ECLI:NL:RBMAA:2006:AX0307

Rechtbank Maastricht

Datum uitspraak
24 april 2006
Publicatiedatum
4 april 2013
Zaaknummer
03-700064-06
Instantie
Rechtbank Maastricht
Type
Uitspraak
Rechtsgebied
Strafrecht
Procedures
  • Eerste aanleg - meervoudig
Rechters
Vindplaatsen
  • Rechtspraak.nl
AI samenvatting door LexboostAutomatisch gegenereerd

Verwerping beroep op vrijwillige terugtred en oplegging maatregel ISD in strafzaak tegen verdachte voor diefstal

In deze strafzaak heeft de Rechtbank Maastricht op 24 april 2006 uitspraak gedaan in de zaak tegen een verdachte die beschuldigd werd van diefstal van twee flessen parfum, toebehorende aan de Bijenkorf BV. De verdachte, geboren te [geboortedatum en plaats verdachte], was op het moment van de zitting gedetineerd in de Penitentiaire Inrichting Limburg Zuid.

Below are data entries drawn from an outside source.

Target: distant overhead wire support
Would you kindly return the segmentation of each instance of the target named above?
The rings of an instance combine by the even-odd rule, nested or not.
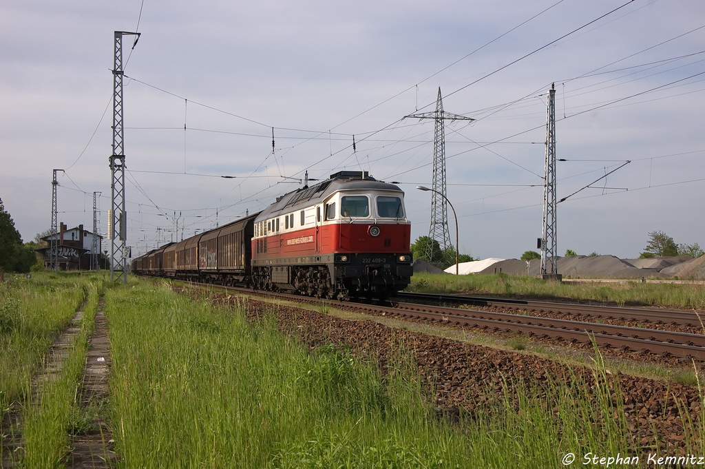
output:
[[[593,184],[594,184],[595,183],[596,183],[598,181],[600,181],[601,179],[604,179],[605,178],[606,178],[608,176],[609,176],[612,173],[615,172],[618,169],[620,169],[621,168],[623,168],[624,166],[627,166],[627,164],[629,164],[631,162],[632,162],[631,161],[627,161],[626,162],[624,163],[624,164],[620,164],[619,166],[618,166],[617,168],[615,168],[614,169],[613,169],[610,172],[606,173],[604,176],[600,176],[597,179],[595,179],[594,181],[592,181],[591,183],[590,183],[587,185],[584,186],[584,188],[578,189],[577,190],[576,190],[573,193],[570,194],[570,195],[567,195],[567,196],[564,197],[563,198],[560,199],[556,203],[560,204],[561,202],[565,202],[568,198],[572,197],[573,195],[575,195],[575,194],[578,193],[581,190],[583,190],[584,189],[587,189],[587,188],[590,187],[591,185],[592,185]],[[628,189],[627,189],[627,190],[628,190]]]

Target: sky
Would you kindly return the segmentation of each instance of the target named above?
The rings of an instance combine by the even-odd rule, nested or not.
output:
[[[25,241],[51,227],[54,169],[59,221],[92,231],[99,192],[107,231],[114,31],[141,34],[123,57],[133,255],[307,171],[397,181],[412,239],[428,234],[434,122],[405,116],[440,89],[475,119],[445,127],[460,251],[519,257],[541,236],[552,84],[558,254],[637,257],[657,231],[705,245],[701,0],[4,0],[0,199]]]

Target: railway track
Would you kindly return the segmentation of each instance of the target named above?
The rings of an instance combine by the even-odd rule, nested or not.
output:
[[[233,287],[219,288],[223,288],[228,291],[245,293],[247,294],[254,293],[266,298],[300,303],[302,301],[314,303],[319,302],[319,300],[315,298],[290,293],[264,291],[253,292],[252,290],[249,288]],[[406,295],[406,293],[404,294],[405,296]],[[429,295],[427,296],[427,299],[428,299],[428,296],[439,298],[444,296]],[[453,299],[458,300],[458,298],[461,297],[454,297]],[[496,301],[494,299],[488,298],[478,298],[477,300],[485,302],[482,305],[488,306],[492,305],[493,302]],[[441,300],[446,301],[445,299],[441,299]],[[514,304],[516,305],[514,307],[515,309],[521,309],[522,310],[527,309],[527,304],[541,303],[525,302],[517,300],[497,301],[506,302],[505,304]],[[705,361],[705,335],[703,334],[553,319],[508,312],[475,311],[427,304],[394,303],[391,306],[386,306],[338,301],[329,301],[328,303],[343,307],[353,308],[358,311],[362,310],[372,315],[437,322],[448,325],[479,328],[482,330],[494,332],[514,332],[526,335],[527,337],[564,340],[581,343],[594,343],[600,347],[609,347],[633,352],[654,353],[666,357],[693,358],[699,361]],[[556,303],[543,304],[557,305]],[[520,307],[520,306],[522,307]],[[563,305],[561,305],[560,306],[563,307]],[[597,308],[598,310],[605,307],[591,307],[585,305],[566,305],[565,306],[578,306],[580,307],[580,310],[582,311],[582,314],[585,316],[595,315],[591,312],[591,307]],[[611,308],[611,310],[621,309]],[[639,310],[636,308],[625,309]],[[550,310],[560,310],[563,312],[571,311],[571,310],[568,309],[554,309]],[[654,312],[655,310],[651,311]],[[599,312],[596,314],[605,313]],[[617,315],[619,313],[615,312],[613,314]],[[628,314],[627,315],[629,316]],[[613,317],[620,317],[620,316]]]
[[[400,292],[396,295],[396,298],[400,300],[431,302],[439,305],[462,304],[510,311],[523,311],[528,313],[538,313],[539,315],[541,313],[560,313],[596,319],[634,320],[654,324],[674,324],[704,327],[705,329],[705,327],[703,326],[705,317],[701,317],[694,311],[668,311],[638,307],[618,307],[615,306],[405,292]]]

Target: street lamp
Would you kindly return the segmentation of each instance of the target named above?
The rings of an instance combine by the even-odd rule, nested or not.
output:
[[[431,189],[429,188],[424,187],[423,185],[417,185],[416,188],[418,189],[419,190],[430,190],[431,192],[436,193],[436,194],[438,194],[439,195],[440,195],[441,197],[442,197],[443,199],[445,199],[446,202],[448,202],[448,205],[450,205],[450,208],[453,209],[453,216],[455,217],[455,275],[458,275],[458,270],[460,269],[460,264],[458,263],[458,250],[460,248],[460,245],[458,243],[458,215],[455,214],[455,209],[453,208],[453,204],[451,204],[450,201],[448,200],[448,197],[446,197],[445,195],[443,195],[443,194],[441,194],[441,193],[439,193],[438,190],[436,190],[435,189]],[[431,242],[433,242],[433,240],[431,240]]]

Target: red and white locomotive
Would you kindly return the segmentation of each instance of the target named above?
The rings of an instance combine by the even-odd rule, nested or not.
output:
[[[410,240],[401,189],[367,172],[340,171],[257,217],[252,284],[319,298],[384,298],[411,280]]]
[[[401,189],[343,171],[259,214],[147,252],[133,260],[133,272],[384,299],[411,281],[410,243]]]

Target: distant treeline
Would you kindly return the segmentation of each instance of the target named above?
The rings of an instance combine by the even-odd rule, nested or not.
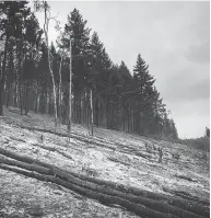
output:
[[[57,44],[48,46],[50,18],[46,11],[50,9],[46,1],[35,3],[36,10],[45,12],[44,30],[28,2],[0,2],[0,115],[4,104],[17,106],[25,114],[28,110],[56,114],[56,119],[68,124],[71,99],[75,123],[178,138],[155,79],[140,54],[133,72],[124,61],[114,64],[97,33],[91,34],[87,22],[77,9],[70,12],[63,28],[57,26]]]

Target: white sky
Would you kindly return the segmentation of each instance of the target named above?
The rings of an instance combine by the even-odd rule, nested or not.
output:
[[[132,72],[140,53],[172,111],[180,138],[210,126],[210,2],[49,1],[65,26],[77,8],[96,31],[115,64]],[[36,14],[43,27],[43,13]],[[56,41],[54,21],[50,41]]]

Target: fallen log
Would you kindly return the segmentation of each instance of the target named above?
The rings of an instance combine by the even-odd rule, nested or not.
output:
[[[43,167],[38,167],[36,164],[28,164],[28,163],[23,163],[20,161],[8,160],[8,159],[2,159],[2,158],[0,158],[0,163],[8,164],[8,165],[14,165],[14,167],[22,168],[24,170],[34,171],[36,173],[44,174],[44,175],[57,176],[61,180],[65,180],[66,182],[72,183],[80,187],[87,188],[93,192],[106,194],[108,196],[120,197],[122,199],[126,199],[131,203],[136,203],[138,205],[144,205],[145,207],[149,207],[150,209],[153,209],[155,211],[161,211],[164,214],[172,214],[172,215],[175,215],[175,216],[178,216],[181,218],[202,218],[201,216],[197,216],[192,213],[188,213],[188,211],[179,209],[177,207],[173,207],[163,202],[156,202],[153,199],[149,199],[146,197],[134,196],[132,194],[122,193],[122,192],[116,191],[110,187],[99,186],[99,185],[96,185],[96,184],[93,184],[90,182],[82,181],[80,179],[75,179],[72,175],[68,175],[66,173],[62,173],[61,171],[57,171],[54,168],[52,168],[52,170],[49,170],[49,169],[45,169]]]
[[[103,188],[105,188],[105,190],[113,188],[115,191],[120,191],[120,192],[122,192],[127,195],[133,194],[133,195],[139,196],[139,197],[142,196],[142,197],[151,198],[151,199],[155,199],[155,200],[164,200],[165,203],[167,203],[172,206],[179,207],[180,209],[194,213],[194,214],[199,215],[199,216],[209,217],[208,209],[203,205],[200,205],[200,204],[178,199],[178,198],[175,198],[175,197],[171,197],[171,196],[166,196],[166,195],[162,195],[162,194],[157,194],[157,193],[152,193],[152,192],[139,190],[139,188],[136,188],[136,187],[126,187],[124,185],[116,184],[116,183],[113,183],[113,182],[102,181],[99,179],[89,177],[86,175],[77,174],[77,173],[70,172],[70,171],[65,171],[65,170],[61,170],[61,169],[54,167],[51,164],[40,162],[40,161],[34,160],[34,159],[31,159],[31,158],[27,158],[27,157],[22,157],[22,156],[19,156],[16,153],[13,153],[11,151],[4,150],[2,148],[0,148],[0,153],[4,154],[7,157],[26,162],[26,163],[31,163],[31,164],[34,163],[34,164],[42,165],[44,168],[48,168],[50,170],[50,171],[48,171],[48,173],[61,176],[63,179],[67,179],[68,176],[72,175],[73,177],[70,177],[70,181],[73,180],[73,179],[75,180],[78,177],[78,179],[81,180],[81,181],[78,181],[78,183],[80,183],[80,185],[84,185],[85,184],[84,181],[86,181],[86,182],[94,183],[95,185],[102,185]],[[94,188],[96,188],[96,186],[94,186]],[[151,207],[153,207],[153,208],[155,207],[155,206],[153,206],[153,203],[152,203]]]
[[[74,191],[83,196],[93,198],[93,199],[97,199],[99,203],[106,205],[106,206],[112,206],[113,204],[118,204],[122,207],[125,207],[128,211],[131,211],[138,216],[141,216],[142,218],[178,218],[177,216],[174,215],[168,215],[168,214],[163,214],[163,213],[159,213],[155,211],[153,209],[146,208],[144,206],[141,205],[137,205],[134,203],[128,202],[126,199],[122,199],[120,197],[116,197],[116,196],[108,196],[106,194],[102,194],[102,193],[96,193],[94,191],[90,191],[83,187],[80,187],[78,185],[74,185],[72,183],[66,182],[61,179],[58,177],[54,177],[50,175],[40,175],[34,172],[27,172],[27,171],[23,171],[23,170],[19,170],[19,169],[14,169],[11,167],[7,167],[3,164],[0,164],[0,169],[2,170],[9,170],[19,174],[23,174],[25,176],[28,177],[34,177],[37,179],[39,181],[46,181],[46,182],[51,182],[51,183],[56,183],[58,185],[61,185],[66,188],[69,188],[71,191]]]

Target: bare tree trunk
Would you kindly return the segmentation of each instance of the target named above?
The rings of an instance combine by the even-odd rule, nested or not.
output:
[[[91,130],[93,136],[93,95],[92,95],[92,89],[90,90],[90,106],[91,106]]]
[[[63,57],[61,56],[61,61],[59,66],[59,118],[61,118],[61,67]]]
[[[72,115],[72,44],[70,37],[70,87],[69,87],[69,141],[70,141],[70,134],[71,134],[71,115]]]
[[[45,32],[45,37],[46,37],[46,45],[47,45],[47,51],[48,51],[48,68],[50,71],[50,76],[52,79],[52,92],[54,92],[54,103],[55,103],[55,131],[57,129],[57,93],[56,93],[56,84],[55,84],[55,78],[52,73],[52,69],[50,66],[50,50],[48,48],[48,24],[49,24],[49,18],[47,18],[47,2],[45,1],[45,23],[44,23],[44,32]]]
[[[4,54],[3,54],[3,64],[2,64],[2,74],[0,79],[0,116],[3,115],[3,99],[4,99],[4,82],[5,82],[5,61],[8,54],[8,35],[5,37]]]

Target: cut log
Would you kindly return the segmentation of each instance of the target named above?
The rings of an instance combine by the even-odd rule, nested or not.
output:
[[[22,156],[13,153],[11,151],[4,150],[2,148],[0,148],[0,153],[4,154],[7,157],[10,157],[10,158],[16,159],[19,161],[23,161],[23,162],[31,163],[31,164],[34,163],[34,164],[42,165],[44,168],[47,168],[48,170],[40,171],[38,168],[33,169],[32,165],[26,168],[26,165],[23,165],[23,164],[17,165],[17,163],[13,164],[13,165],[17,165],[17,167],[24,168],[24,169],[34,170],[38,173],[57,175],[60,179],[63,179],[71,183],[90,188],[92,191],[106,193],[108,195],[120,196],[120,197],[127,198],[133,203],[141,203],[141,204],[143,204],[148,207],[151,207],[153,209],[156,209],[156,210],[162,210],[162,211],[166,211],[166,213],[171,211],[172,214],[179,215],[179,217],[189,217],[189,214],[186,214],[186,211],[184,211],[184,210],[187,210],[187,211],[190,211],[190,215],[191,215],[191,213],[195,213],[196,215],[199,215],[199,216],[201,215],[204,217],[209,217],[208,208],[202,206],[201,204],[196,204],[192,202],[187,202],[187,200],[183,200],[183,199],[178,199],[178,198],[175,199],[175,197],[165,196],[165,195],[157,194],[157,193],[151,193],[151,192],[142,191],[142,190],[134,188],[134,187],[126,188],[124,185],[118,185],[118,184],[115,184],[112,182],[106,182],[106,181],[102,181],[98,179],[89,177],[89,176],[85,176],[82,174],[77,174],[77,173],[73,173],[70,171],[65,171],[65,170],[61,170],[51,164],[40,162],[40,161],[34,160],[34,159],[31,159],[27,157],[22,157]],[[159,203],[159,202],[154,202],[154,199],[156,199],[156,200],[162,199],[163,202]],[[171,205],[180,208],[180,210],[175,209],[175,207],[172,207]],[[184,213],[184,216],[183,216],[183,213]],[[191,217],[194,217],[194,215],[191,215]]]
[[[61,185],[66,188],[74,191],[74,192],[77,192],[77,193],[79,193],[83,196],[96,199],[96,200],[98,200],[99,203],[102,203],[106,206],[112,206],[113,204],[118,204],[118,205],[125,207],[126,209],[128,209],[128,211],[131,211],[131,213],[133,213],[138,216],[141,216],[142,218],[149,218],[149,217],[150,218],[178,218],[177,216],[174,216],[174,215],[167,215],[167,214],[159,213],[159,211],[155,211],[153,209],[146,208],[144,206],[133,204],[133,203],[128,202],[126,199],[122,199],[120,197],[108,196],[108,195],[105,195],[105,194],[102,194],[102,193],[97,193],[97,192],[90,191],[87,188],[80,187],[78,185],[66,182],[66,181],[58,179],[58,177],[54,177],[54,176],[49,176],[49,175],[42,175],[42,174],[34,173],[34,172],[27,172],[27,171],[24,171],[24,170],[14,169],[14,168],[7,167],[7,165],[3,165],[3,164],[0,164],[0,169],[13,171],[13,172],[16,172],[19,174],[23,174],[23,175],[28,176],[28,177],[37,179],[39,181],[56,183],[56,184]]]

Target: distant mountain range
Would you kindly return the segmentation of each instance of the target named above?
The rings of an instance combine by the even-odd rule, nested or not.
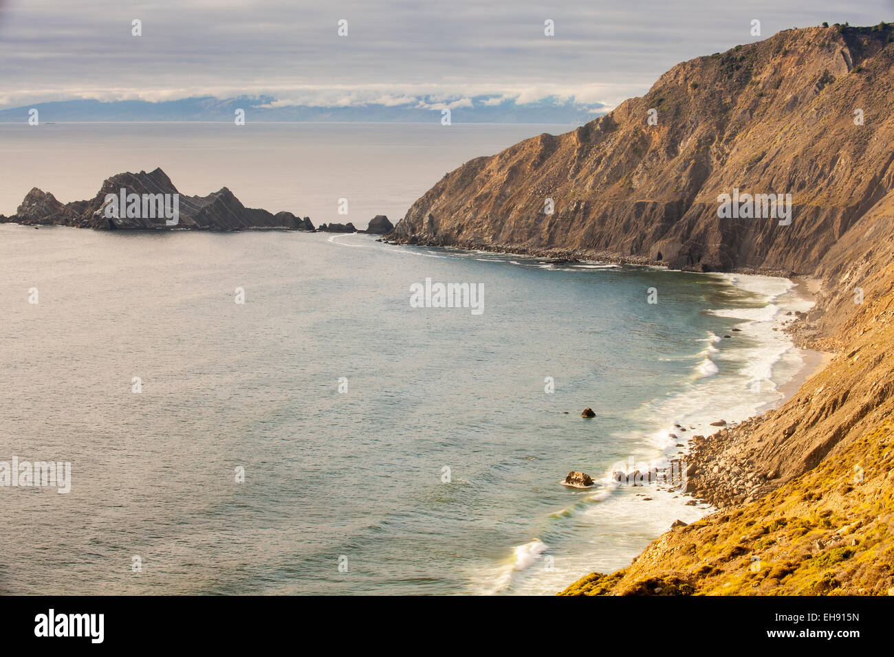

De raadsman van de verdachte voerde primair aan dat er sprake was van vrijwillige terugtred, omdat de verdachte de flessen parfum had teruggegeven aan de beveiliging. Subsidiair werd aangevoerd dat er enkel sprake kon zijn van een poging tot diefstal, aangezien de verdachte zich nog in de winkel bevond.

De rechtbank verwierp beide verweren. Ten aanzien van het primaire verweer oordeelde de rechtbank dat de verdachte niet vrijwillig was teruggetreden, omdat zijn teruggave van de flessen het gevolg was van het besef betrapt te zijn. De rechtbank concludeerde dat de diefstal was voltooid, aangezien de verdachte de flessen onder zijn heerschappij had gebracht en richting de uitgang was gelopen zonder af te rekenen. De rechtbank baseerde haar beslissing op de inhoud van de bewijsmiddelen en het Uittreksel Justitiële Documentatie, waaruit bleek dat de verdachte een lange geschiedenis van crimineel gedrag had, gerelateerd aan zijn drugsverslaving.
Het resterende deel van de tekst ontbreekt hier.